Nairobi: Two-month-old Isra Khattab has liver blockage and breathing problems but is unable to receive critical life-saving medical treatment because her town in the Houla area of northern Homs has been under siege by the Syrian regime since 2012.
Speaking to Gulf News, her father pleaded for the world to take action. “If we don’t get treatment soon, she will not survive,” Ahmad said.
Doctors in Houla are unable to treat her complicated condition due to a severe shortage of doctors and medicines.
Houla’s 70,000 residents have been surviving on scraps of humanitarian aid that managed to sneak in over the past few months.
The three villages that make up Houla are part of a pocket of rebel-controlled territories in northern Homs and neighbouring southern Hama province, blockaded by regime forces and allied militias since early 2012. FSA brigades, Ahrar Al Sham and Jaish Al Islam currently control Houla.

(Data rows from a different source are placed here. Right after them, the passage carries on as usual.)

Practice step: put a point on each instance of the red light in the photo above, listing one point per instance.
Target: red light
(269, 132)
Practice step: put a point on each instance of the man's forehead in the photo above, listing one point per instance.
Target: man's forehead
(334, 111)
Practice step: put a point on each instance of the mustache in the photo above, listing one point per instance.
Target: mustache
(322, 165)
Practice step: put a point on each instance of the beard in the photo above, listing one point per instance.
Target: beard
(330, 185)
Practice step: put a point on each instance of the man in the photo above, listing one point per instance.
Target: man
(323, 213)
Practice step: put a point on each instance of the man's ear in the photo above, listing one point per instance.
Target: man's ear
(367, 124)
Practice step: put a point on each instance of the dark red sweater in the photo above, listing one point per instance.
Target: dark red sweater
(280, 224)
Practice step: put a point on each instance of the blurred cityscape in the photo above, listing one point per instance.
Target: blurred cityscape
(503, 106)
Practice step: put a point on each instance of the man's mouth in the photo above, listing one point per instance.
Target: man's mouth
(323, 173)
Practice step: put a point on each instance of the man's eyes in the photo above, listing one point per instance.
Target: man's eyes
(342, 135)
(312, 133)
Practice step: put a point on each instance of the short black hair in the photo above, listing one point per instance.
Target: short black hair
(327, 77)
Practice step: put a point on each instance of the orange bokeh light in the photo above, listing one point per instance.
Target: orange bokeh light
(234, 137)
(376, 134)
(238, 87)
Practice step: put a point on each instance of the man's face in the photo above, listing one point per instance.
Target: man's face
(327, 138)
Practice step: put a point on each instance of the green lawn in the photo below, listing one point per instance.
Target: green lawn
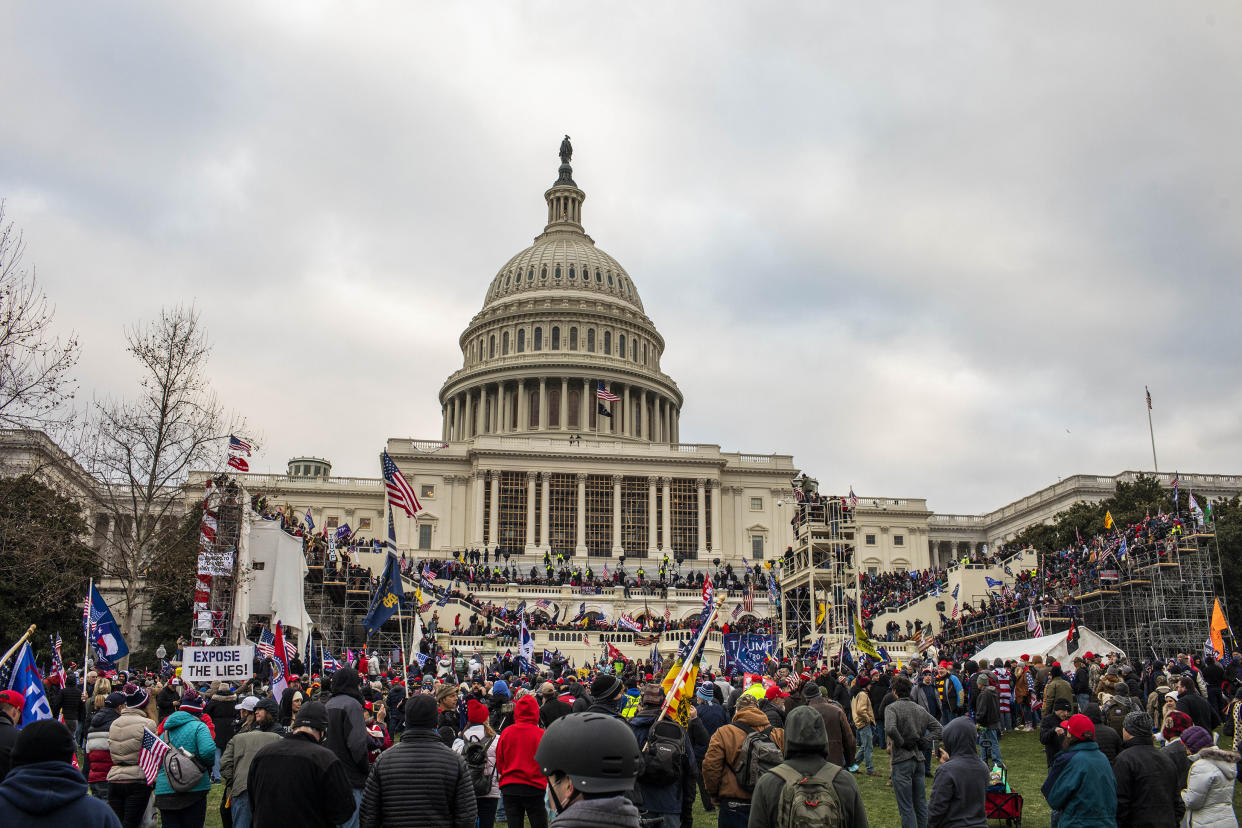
(1024, 756)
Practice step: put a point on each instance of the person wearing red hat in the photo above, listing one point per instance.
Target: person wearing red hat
(1081, 781)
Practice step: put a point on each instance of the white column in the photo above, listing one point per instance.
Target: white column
(651, 517)
(543, 402)
(543, 515)
(667, 524)
(580, 545)
(616, 515)
(477, 528)
(493, 524)
(701, 524)
(717, 551)
(530, 512)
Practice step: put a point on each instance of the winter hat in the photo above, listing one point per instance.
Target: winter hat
(476, 711)
(1195, 739)
(1178, 723)
(1081, 728)
(606, 687)
(1139, 724)
(420, 711)
(191, 702)
(42, 741)
(135, 697)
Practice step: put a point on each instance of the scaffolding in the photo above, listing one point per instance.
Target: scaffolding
(819, 581)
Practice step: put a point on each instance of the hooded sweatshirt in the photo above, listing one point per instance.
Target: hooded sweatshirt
(806, 747)
(516, 747)
(960, 786)
(51, 795)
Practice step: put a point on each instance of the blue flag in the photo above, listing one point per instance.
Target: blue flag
(103, 632)
(29, 683)
(388, 597)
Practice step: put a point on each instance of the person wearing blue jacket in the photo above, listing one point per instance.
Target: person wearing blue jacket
(1081, 787)
(184, 729)
(44, 788)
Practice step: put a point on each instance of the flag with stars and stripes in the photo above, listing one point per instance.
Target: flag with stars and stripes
(399, 492)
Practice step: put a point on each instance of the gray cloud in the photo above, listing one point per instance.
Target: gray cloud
(917, 243)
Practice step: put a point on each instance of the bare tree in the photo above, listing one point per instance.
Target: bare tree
(35, 381)
(142, 450)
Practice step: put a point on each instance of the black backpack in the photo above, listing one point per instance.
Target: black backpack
(475, 752)
(663, 754)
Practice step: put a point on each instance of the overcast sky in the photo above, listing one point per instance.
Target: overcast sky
(930, 250)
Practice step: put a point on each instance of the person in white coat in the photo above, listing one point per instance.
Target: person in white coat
(1209, 795)
(480, 731)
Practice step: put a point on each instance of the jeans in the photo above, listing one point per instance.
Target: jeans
(911, 793)
(866, 747)
(734, 813)
(990, 745)
(128, 801)
(240, 810)
(358, 801)
(521, 806)
(486, 812)
(191, 816)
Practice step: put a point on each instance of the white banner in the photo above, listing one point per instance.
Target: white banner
(230, 664)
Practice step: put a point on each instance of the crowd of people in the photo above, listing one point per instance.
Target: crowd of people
(1125, 744)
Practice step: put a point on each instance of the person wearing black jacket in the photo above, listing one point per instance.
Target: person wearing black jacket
(296, 781)
(1052, 723)
(1109, 740)
(419, 782)
(1146, 780)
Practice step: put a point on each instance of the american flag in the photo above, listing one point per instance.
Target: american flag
(150, 757)
(400, 494)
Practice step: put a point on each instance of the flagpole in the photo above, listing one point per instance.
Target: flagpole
(1151, 432)
(20, 642)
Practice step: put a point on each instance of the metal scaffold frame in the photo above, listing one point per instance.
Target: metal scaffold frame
(819, 570)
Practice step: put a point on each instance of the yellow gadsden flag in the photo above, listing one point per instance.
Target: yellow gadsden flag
(1219, 626)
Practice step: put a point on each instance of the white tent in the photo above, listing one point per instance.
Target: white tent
(1052, 647)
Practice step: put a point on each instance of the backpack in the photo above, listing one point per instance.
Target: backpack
(476, 762)
(809, 801)
(663, 754)
(756, 756)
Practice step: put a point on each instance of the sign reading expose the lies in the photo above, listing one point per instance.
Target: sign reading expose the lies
(225, 663)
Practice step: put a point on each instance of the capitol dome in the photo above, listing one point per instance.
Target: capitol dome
(558, 319)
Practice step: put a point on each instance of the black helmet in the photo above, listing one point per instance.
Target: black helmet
(599, 754)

A regime offensive in January cut off vital smuggling routes that brought food to the area from Hama, while also pushing thousands of south Hama residents into northern Homs.
Before the war, Ahmad worked in the market as a vendor, but now it is too dangerous to work.

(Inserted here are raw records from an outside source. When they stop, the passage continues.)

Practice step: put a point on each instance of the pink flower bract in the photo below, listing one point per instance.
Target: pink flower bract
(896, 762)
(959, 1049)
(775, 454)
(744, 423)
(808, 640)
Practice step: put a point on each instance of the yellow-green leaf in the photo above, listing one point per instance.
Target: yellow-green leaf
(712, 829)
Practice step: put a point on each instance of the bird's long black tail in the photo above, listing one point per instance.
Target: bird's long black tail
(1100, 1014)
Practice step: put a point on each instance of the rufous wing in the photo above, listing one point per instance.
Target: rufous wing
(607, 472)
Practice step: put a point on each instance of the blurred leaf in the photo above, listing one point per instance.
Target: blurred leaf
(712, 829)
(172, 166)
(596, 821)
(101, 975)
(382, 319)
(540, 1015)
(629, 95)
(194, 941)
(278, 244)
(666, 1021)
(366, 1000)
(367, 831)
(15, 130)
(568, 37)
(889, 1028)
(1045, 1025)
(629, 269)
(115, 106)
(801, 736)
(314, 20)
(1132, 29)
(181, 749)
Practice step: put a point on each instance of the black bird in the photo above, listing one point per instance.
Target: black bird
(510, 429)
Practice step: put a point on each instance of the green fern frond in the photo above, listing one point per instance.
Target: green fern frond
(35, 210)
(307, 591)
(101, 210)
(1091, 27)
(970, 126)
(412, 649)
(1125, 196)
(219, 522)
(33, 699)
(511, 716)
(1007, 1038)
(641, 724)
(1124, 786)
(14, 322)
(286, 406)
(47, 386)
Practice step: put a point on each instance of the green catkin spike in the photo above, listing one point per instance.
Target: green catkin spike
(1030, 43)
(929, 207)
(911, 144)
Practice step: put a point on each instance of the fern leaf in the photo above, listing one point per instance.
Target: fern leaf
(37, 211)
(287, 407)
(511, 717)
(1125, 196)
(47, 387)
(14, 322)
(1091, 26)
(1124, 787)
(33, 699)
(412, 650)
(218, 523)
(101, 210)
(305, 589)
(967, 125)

“I don’t work, there is nothing to do here. It’s very dangerous to go out because you don’t know if you will get hit by a bomb,” Isra’s mother, Khadija, said.

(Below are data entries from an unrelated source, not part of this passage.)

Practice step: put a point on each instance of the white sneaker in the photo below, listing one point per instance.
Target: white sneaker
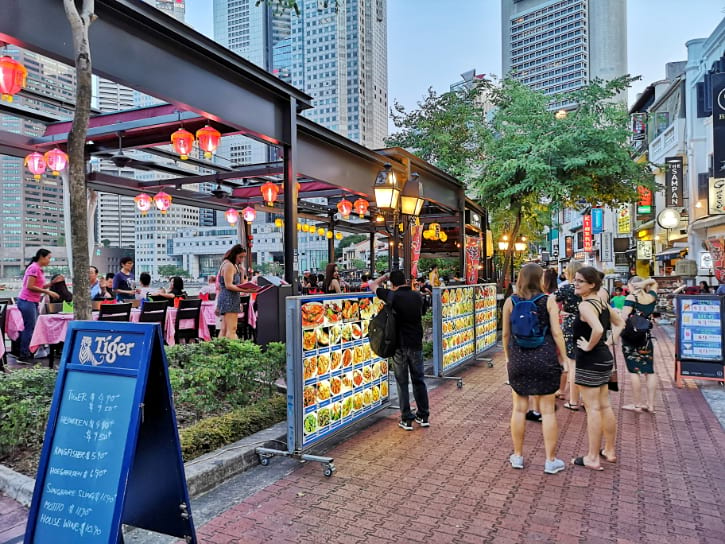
(552, 467)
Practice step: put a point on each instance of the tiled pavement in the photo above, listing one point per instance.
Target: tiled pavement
(452, 482)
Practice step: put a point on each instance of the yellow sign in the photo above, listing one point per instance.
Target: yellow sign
(624, 220)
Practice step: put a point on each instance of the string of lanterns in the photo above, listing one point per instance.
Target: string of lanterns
(55, 160)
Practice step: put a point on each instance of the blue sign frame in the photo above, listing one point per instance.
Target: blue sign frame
(111, 430)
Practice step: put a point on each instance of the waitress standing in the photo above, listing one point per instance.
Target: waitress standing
(34, 287)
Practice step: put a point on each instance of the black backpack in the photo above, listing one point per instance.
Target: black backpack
(636, 328)
(383, 330)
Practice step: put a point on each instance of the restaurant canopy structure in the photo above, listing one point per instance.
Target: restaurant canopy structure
(134, 44)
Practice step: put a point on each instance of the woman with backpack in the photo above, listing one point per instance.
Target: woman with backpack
(531, 337)
(594, 364)
(638, 352)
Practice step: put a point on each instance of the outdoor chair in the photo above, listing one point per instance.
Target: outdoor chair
(154, 312)
(114, 312)
(188, 311)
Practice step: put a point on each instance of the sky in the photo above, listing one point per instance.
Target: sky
(432, 42)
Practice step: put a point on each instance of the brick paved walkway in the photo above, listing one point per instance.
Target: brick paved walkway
(452, 482)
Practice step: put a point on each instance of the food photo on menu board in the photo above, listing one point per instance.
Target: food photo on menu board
(457, 326)
(342, 378)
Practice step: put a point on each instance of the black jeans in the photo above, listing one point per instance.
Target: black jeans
(404, 360)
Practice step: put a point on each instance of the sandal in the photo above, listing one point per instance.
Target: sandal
(579, 461)
(607, 459)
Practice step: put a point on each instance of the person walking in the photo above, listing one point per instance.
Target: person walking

Ahmad sold his house to have money to sustain the family. He and his family now live at his brother’s house.
Cases like Isra’s are not uncommon in war-torn Syria as approximately 19 other towns across the country have been besieged, either by government forces or rebels.
Earlier this year, the world was briefly shocked when pictures of starving children in the town of Madaya emerged.
For a few weeks, the plight of the town was covered by international media as reports emerged that people had resorted to eating rats, cats and grass to survive.
However, the attention was short-lived and the victims quickly forgotten as the five-year civil war dragged on.
With the focus of the war shifting to the northern city of Aleppo, alarm bells are sounding once again.
Two million people in the city are living in fear of besiegement, including up to 275,000 people trapped in rebel-held east Aleppo, the UN warned last month.
“When used to intentionally deprive people of food and other items essential to their survival, siege tactics constitute a war crime,” the UN statement said. More than 290,000 people have been killed since Syria’s conflict erupted in March 2011.
Meanwhile, in Houla, Isra will still be battling for her life and the desperate plea of her father will likely be swallowed up in Syria’s never-ending nightmare.